CMS Adopts “One Code Fits All” for Hospital Clinic Visits
This past summer, the Center for Medicare & Medicaid Services (CMS) issued notice that it was considering a radical change for emergency department (ED) and hospital clinic evaluation and management (E/M) coding. With the release of the 2014 hospital Outpatient Prospective Payment System (OPPS) and Ambulatory Surgical Center Payment System (ASC PS) final rule, that proposal becomes reality for hospital clinic visits. ED E/M coding remains unaffected—for now.
In a letter dated July 18, CMS proposed replacing the current five levels of service (based on CPT® 99281-99285 for the ED, and 99201-99205/99211-99215 for hospital clinics) “with a single Healthcare Common Procedure Coding System (HCPCS) for each unique type of outpatient hospital visit.” For example, CMS would reimburse a single ED HCPCS code, which would be based on an average of the five current ambulatory payment classifications (APCs) ($212.40, proposed).
The stated goals of the proposal were “to maximize hospitals’ incentive to provide care in the most efficient manner.” Specifically, the move was seen as a way to discourage upcoding, to remove hospital incentives to provide medically unnecessary services, and to reduce administrative burden.

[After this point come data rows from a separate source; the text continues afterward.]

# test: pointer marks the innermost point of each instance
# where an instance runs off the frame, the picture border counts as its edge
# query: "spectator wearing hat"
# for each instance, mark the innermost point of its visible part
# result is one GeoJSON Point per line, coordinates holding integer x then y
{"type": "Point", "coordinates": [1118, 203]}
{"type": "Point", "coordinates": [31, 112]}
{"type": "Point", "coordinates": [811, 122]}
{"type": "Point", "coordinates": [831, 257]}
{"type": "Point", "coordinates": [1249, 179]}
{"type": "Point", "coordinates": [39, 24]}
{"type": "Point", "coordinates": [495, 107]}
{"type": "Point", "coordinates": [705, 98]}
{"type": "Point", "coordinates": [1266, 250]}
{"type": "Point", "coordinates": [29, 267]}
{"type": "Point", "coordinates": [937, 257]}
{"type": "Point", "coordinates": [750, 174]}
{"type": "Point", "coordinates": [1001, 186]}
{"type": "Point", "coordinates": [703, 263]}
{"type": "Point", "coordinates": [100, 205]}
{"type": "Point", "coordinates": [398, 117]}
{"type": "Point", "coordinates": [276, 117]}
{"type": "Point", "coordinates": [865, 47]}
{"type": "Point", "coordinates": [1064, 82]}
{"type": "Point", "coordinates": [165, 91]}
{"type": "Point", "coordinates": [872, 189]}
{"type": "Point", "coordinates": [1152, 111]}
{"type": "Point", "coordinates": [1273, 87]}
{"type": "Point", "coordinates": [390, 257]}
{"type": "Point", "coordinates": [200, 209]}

The American Hospital Association, the American College of Emergency Physician, and other professional societies objected to “one code fits all” on the grounds that it did not appropriately reflect the reality of ED and clinic medicine, and that one payment for all levels would unfairly penalize inner-city EDs that treat high acuity cases. Observers also expressed concern that single-level coding would result in additional bundling of services, payment reductions, and potentially compromised patient care.
The Final Rule
CMS published the 2014 OPPS and ASC PS final rule Nov. 27. The rule does not adopt one-level coding for the ED, stating “For CY 2014, we believe it is best to delay any change in ED visit coding while we [CMS] reevaluate the most appropriate payment structure for … ED visits.” CPT®/HCPCS and APC coding for ED visits (both Type A and Type B) remain unchanged in the coming year.
Despite opposition, however, CMS has elected to collapse hospital clinic E/M services to a single level for Medicare payment in 2014, stating “we believe that the spectrum of hospital resources provided during an outpatient hospital clinic visit is appropriately captured and reflected in the single level payment for clinic visits. We also believe that a single visit code is consistent with a prospective payment system, where payment is based on an average estimated relative cost for the service, although the cost of individual cases may be more or less costly than the average.”
Under the final rule, beginning Jan. 1, 2014 all hospital clinic E/M visits—regardless of patient status (new or established) or intensity of service—will be reported using new HCPCS Level code G0463 Hospital outpatient clinic visit for assessment and management of a patient, which is assigned to new APC 0634.
Note that this change affects facility billing only, not coding for physician services.